Mexico, the United States and Canada have agreed on the text of a new trade agreement, known as the United States-Mexico-Canada Agreement (“USMCA”), to replace NAFTA. The USMCA remains subject to final review, but the full text of the agreement is now available online.

Chapter 20 of the USMCA addresses intellectual property. The chapter is substantially longer and more detailed than the predecessor intellectual property chapter in NAFTA, a copy of which can be found here.

There are a number of changes affecting patent law. The main changes are as follows.

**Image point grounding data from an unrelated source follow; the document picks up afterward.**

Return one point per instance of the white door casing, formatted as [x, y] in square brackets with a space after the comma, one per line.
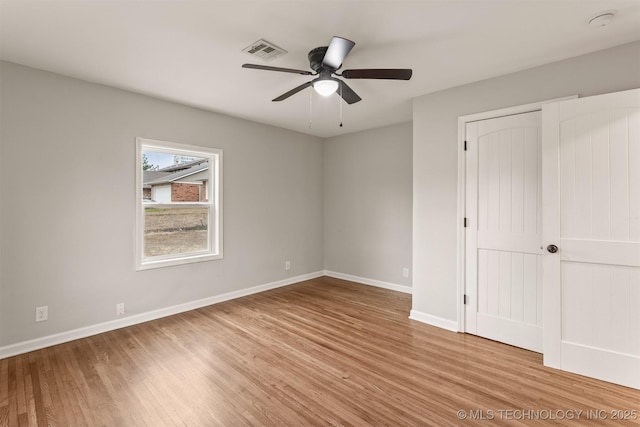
[504, 230]
[591, 212]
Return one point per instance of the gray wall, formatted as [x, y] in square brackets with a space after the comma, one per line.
[435, 154]
[68, 203]
[367, 203]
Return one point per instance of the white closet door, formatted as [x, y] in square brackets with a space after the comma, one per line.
[503, 280]
[591, 187]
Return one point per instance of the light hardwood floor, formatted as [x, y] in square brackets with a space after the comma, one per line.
[321, 352]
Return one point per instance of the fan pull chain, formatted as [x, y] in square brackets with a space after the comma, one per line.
[310, 110]
[340, 101]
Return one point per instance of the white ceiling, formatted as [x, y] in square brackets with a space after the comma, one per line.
[191, 51]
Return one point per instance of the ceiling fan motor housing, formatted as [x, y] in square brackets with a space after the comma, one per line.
[315, 58]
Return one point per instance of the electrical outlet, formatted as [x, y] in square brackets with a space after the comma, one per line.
[42, 313]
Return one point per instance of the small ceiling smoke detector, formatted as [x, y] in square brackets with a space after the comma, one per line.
[602, 19]
[264, 50]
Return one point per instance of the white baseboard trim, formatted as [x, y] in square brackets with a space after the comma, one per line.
[371, 282]
[429, 319]
[87, 331]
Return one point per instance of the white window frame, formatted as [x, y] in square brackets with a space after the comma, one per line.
[214, 203]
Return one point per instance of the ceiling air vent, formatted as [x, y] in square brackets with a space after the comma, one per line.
[264, 50]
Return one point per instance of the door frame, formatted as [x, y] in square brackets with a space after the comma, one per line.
[462, 191]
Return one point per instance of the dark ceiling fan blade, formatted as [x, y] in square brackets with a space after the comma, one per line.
[379, 73]
[293, 91]
[337, 51]
[284, 70]
[349, 96]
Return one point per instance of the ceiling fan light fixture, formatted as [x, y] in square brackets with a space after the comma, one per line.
[325, 87]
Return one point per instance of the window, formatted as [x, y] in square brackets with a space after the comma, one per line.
[178, 204]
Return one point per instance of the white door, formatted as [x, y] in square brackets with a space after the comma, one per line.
[503, 282]
[591, 188]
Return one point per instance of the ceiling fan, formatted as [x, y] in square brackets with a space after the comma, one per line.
[325, 62]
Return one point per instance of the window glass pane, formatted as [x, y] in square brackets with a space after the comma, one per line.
[174, 178]
[175, 230]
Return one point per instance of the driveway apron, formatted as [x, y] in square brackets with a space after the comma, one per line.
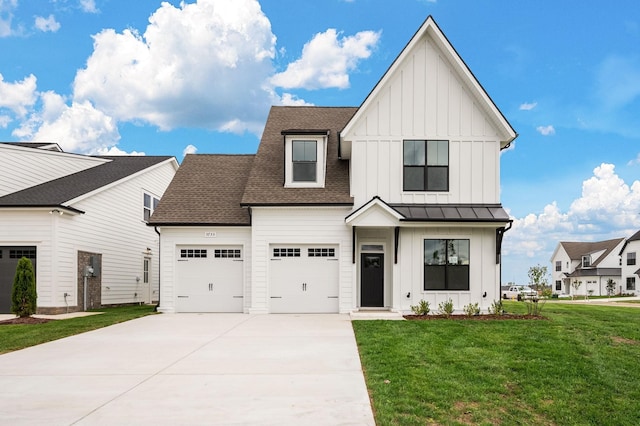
[192, 369]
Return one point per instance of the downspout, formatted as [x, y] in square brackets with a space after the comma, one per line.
[159, 265]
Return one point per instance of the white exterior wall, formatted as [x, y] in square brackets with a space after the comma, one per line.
[112, 226]
[299, 225]
[171, 237]
[484, 273]
[22, 167]
[425, 99]
[629, 270]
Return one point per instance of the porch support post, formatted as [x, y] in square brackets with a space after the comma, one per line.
[396, 242]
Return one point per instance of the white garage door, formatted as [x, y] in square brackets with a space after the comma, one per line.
[303, 279]
[209, 279]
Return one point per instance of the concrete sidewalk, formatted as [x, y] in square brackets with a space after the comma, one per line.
[192, 369]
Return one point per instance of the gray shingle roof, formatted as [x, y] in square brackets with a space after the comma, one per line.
[59, 191]
[265, 184]
[206, 190]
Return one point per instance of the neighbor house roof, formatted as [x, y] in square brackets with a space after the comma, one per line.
[62, 190]
[206, 190]
[575, 250]
[265, 185]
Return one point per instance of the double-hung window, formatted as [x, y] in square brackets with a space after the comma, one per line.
[305, 159]
[426, 165]
[446, 264]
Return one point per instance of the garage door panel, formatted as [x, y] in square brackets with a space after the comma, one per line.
[303, 284]
[210, 284]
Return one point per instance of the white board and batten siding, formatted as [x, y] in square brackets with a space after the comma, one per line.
[42, 166]
[484, 274]
[425, 99]
[207, 283]
[303, 228]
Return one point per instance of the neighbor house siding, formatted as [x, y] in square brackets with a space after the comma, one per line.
[22, 167]
[200, 236]
[299, 225]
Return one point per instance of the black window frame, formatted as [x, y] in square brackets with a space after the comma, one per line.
[440, 273]
[426, 164]
[305, 164]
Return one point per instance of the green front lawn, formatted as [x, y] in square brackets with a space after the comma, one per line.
[581, 366]
[19, 336]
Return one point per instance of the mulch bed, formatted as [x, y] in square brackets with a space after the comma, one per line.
[25, 320]
[473, 317]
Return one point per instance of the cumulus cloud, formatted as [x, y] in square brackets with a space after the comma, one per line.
[203, 64]
[189, 149]
[18, 96]
[528, 106]
[546, 130]
[47, 24]
[327, 60]
[607, 208]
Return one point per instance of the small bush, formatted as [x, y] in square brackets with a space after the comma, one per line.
[23, 293]
[422, 308]
[496, 308]
[471, 309]
[446, 308]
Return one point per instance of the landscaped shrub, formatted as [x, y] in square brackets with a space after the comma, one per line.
[23, 294]
[471, 309]
[446, 308]
[422, 308]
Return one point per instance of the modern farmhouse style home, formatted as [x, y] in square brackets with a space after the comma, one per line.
[81, 220]
[346, 209]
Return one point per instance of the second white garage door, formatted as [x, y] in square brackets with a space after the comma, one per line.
[209, 279]
[303, 279]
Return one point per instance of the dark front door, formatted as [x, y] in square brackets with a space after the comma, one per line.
[372, 280]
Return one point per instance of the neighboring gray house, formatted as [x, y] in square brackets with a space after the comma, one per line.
[67, 212]
[630, 266]
[591, 263]
[348, 208]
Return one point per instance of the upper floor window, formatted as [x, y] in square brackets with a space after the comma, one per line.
[305, 160]
[426, 165]
[150, 204]
[631, 258]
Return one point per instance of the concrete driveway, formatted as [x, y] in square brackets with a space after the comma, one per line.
[192, 369]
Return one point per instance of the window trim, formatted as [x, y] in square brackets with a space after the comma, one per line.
[426, 166]
[321, 160]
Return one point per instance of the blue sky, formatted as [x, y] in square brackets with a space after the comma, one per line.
[120, 76]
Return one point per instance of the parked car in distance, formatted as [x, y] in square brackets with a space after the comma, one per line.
[519, 292]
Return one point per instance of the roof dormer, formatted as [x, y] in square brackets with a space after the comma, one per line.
[305, 158]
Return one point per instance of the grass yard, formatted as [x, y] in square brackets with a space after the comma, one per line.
[579, 367]
[19, 336]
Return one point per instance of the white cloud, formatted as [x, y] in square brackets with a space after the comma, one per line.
[88, 6]
[607, 208]
[189, 149]
[18, 96]
[327, 60]
[204, 64]
[528, 106]
[546, 130]
[47, 24]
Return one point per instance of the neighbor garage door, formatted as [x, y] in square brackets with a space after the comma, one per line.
[303, 279]
[209, 279]
[9, 257]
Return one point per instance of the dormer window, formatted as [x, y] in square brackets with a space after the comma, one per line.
[305, 158]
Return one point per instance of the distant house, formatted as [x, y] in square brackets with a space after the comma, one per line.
[348, 208]
[82, 220]
[591, 263]
[630, 266]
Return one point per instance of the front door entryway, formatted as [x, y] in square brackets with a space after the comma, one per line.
[372, 280]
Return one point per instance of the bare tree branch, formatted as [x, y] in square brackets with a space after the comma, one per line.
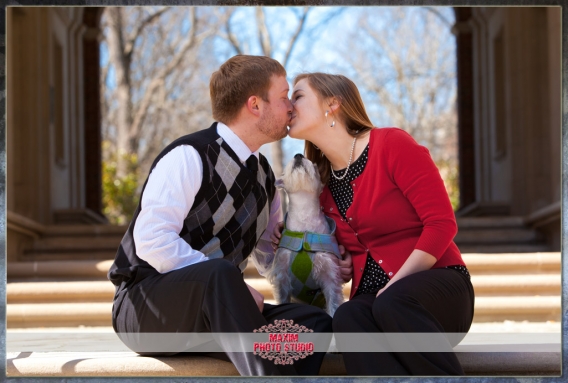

The USMCA allows countries to revoke patents in additional circumstances. NAFTA permitted a party to revoke a patent only on grounds that would have justified refusal to grant the patent or where the grant of a compulsory license has not remedied the lack of exploitation of the patent. The USMCA further permits parties to revoke, nullify or hold a patent unenforceable for “fraud, misrepresentation or inequitable conduct” (Art. 20.F.3)

The USMCA states (Art. 20.F.6) that each party (i.e. signatory country) shall provide a patent applicant with at least one opportunity to make amendments, corrections and observations in connection with its application (with the proviso that a party may provide that such amendments or corrections shall not exceed the scope of the disclosure of the invention, as of the filing date). This language was not in NAFTA.

NAFTA permitted parties to provide patent term adjustments for delays. These adjustments are now mandatory under the USMCA . An applicant will be permitted to request (and such requests must be honoured) adjustments to the term of a patent to compensate for “unreasonable delays” in patent approval process. An unreasonable delay is one where a patent does not issue until at least five years after the date of filing or three years after a request for examination of the application has been made, whichever is later. Certain delays, such as those attributable to the applicant, can be excluded from the delay period (Art. 20.F.9). Canada does not presently have patent term adjustments so this is a significant change.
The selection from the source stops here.